The U.S. is the only country in the industrialized world that has at-will employment, where people can be fired for any (or no) reason at all. In the rest of the world, you can only be fired for cause. According to the Bureau of Labor Statistics, about 1.5% of the workforce is fired or laid off each month, which means that almost 20% of the workforce will involuntarily lose their jobs each year.

And there is evidence that being fired is not a signal of incompetence, but possibly an organizational mistake. One 10-year study of some 2,600 executives found that of those who were fired, 91% found a job as good or better than the one they lost, and 78% eventually rose to become CEO. The idea that the solution to poor performance is termination produces numerous unproductive approaches to managing people.

Research by psychology professor Carol Dweck and her colleagues has consistently shown the benefits of adopting a growth mindset over an evaluating one. An evaluating mindset implies that, for instance, if a salesperson is not making their quota, that person can’t sell—is not a natural—and should be either fired or moved into a different job. A growth mindset, on the other hand, implies that if a salesperson is currently ineffective, that individual might benefit from training in sales techniques and coaching from sales leadership on what they are doing that could be improved.

As Dweck argues, implementing a growth mindset is easier said than done. There’s a great deal of effort required to develop talent through hard work, coaching and learning. If people are readily replaced, the temptation to fire them and find someone else can be overwhelming. In an ideal world, public policy would make it more difficult and costlier to remove people from their workplaces. But until that happens, if employers at least think of firing as a last resort, they’ll be more likely to work more diligently to develop everyone to their full potential.

Performance reviews (which managers don’t like giving and few employees want to receive) may be, in my opinion, the most detrimental HR practice when it comes to developing a growth mindset.

Evaluations presumably identify who needs to go on "performance improvement plans" and are used to rank people against each other. If firing people weren’t at the forefront of these reviews, HR managers might still want to provide developmental information, but it almost certainly would take a very different form. The conversation would focus on how the employee could improve and what the employer and employee could jointly do to develop that individual’s competencies, not the person’s "grade." And instead of being performed annually or every six months, developmental conversations would occur all the time.

Does firing even work? Consider this logic. Unless the company is downsizing, every person that’s fired needs to be replaced. Unless the company has somehow improved its selection process, or done something to become a more attractive place to work, the organization will just return to the same labor pool from which it drew the now-fired individual, with the same "deal," and draw again. What are the odds it will do better? That is why companies that fire people—and those that downsize—tend to do it again and again, because these actions do not solve anything.
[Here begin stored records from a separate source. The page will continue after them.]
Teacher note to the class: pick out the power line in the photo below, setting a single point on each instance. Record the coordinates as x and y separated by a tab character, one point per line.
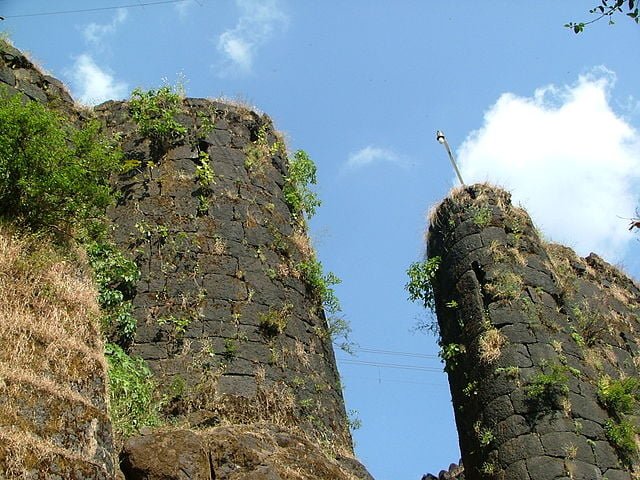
389	380
392	352
390	365
96	9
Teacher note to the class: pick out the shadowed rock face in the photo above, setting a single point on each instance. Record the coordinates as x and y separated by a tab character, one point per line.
259	451
226	318
532	334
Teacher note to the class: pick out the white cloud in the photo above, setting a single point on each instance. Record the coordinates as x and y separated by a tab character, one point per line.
371	154
567	157
93	85
258	21
95	33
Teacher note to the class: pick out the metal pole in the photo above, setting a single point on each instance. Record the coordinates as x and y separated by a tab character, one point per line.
443	140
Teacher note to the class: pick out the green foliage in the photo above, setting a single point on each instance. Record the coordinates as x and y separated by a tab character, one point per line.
116	277
548	388
204	171
53	176
339	330
619	396
505	286
155	112
259	152
302	173
482	216
485	435
206	178
178	324
622	435
353	421
320	283
274	322
450	354
230	349
422	276
607	9
131	392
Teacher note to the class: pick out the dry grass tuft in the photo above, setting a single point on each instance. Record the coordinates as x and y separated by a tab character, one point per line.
51	361
303	244
490	345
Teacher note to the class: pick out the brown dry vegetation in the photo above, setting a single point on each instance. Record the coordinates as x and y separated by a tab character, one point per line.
51	359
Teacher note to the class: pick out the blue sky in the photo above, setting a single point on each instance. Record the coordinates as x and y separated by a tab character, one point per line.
362	86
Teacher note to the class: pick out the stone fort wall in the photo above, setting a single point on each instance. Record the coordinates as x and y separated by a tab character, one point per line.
539	344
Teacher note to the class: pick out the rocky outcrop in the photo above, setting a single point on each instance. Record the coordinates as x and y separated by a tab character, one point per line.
535	341
19	75
227	318
454	472
234	452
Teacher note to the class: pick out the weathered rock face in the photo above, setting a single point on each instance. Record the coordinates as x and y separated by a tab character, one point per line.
19	75
225	316
234	452
53	398
535	339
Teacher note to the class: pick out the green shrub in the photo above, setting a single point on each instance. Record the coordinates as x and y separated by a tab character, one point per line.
133	404
482	216
155	111
302	173
619	396
116	277
274	322
53	176
259	152
421	281
548	388
450	355
321	284
622	435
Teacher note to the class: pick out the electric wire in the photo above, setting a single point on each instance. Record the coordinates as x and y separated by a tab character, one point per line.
94	9
392	352
389	365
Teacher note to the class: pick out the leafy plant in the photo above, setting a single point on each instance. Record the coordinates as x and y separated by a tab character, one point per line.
179	324
547	389
321	283
53	176
608	8
506	286
297	195
274	322
422	277
259	152
619	396
622	435
133	404
482	216
450	354
339	330
230	349
353	421
204	171
485	435
116	277
155	112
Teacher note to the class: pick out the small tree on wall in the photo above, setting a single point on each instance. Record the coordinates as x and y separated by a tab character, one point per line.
608	9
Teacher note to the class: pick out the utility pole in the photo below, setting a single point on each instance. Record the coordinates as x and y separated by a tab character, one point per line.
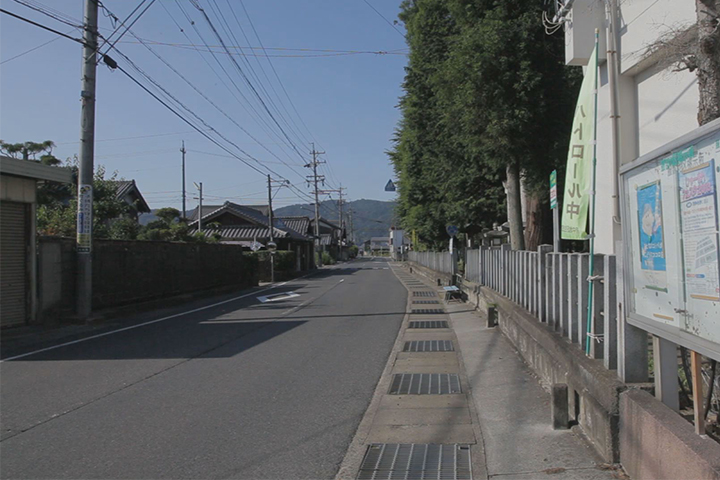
352	228
315	178
340	205
183	152
270	228
87	159
199	187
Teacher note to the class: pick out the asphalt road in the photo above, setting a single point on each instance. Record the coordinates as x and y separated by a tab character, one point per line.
239	390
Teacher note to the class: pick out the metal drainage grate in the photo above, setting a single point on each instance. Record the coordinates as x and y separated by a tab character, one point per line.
427	310
428	346
416	461
425	384
429	324
423	293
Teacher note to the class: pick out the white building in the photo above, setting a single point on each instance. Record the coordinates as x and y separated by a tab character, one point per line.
654	105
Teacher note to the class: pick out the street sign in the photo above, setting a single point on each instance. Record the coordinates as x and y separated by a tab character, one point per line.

Here's a useful analogy. Almost no parent has ever "fired" their child. When the child misbehaves or does not live up to their potential, great parents provide love, attention, guidance and high expectations, and work hard to ensure the best possible outcome for the kid. Wouldn’t it be nice if companies did the same? Instead of disposing of people, give them second, third, maybe even fourth chances. Invest in them. Provide them the social support necessary for physical and mental health, and the opportunity to do better.

We live in a world of untapped human potential. Fulfilling people’s promise requires a commitment to their development that the opportunity to simply get rid of them renders unlikely.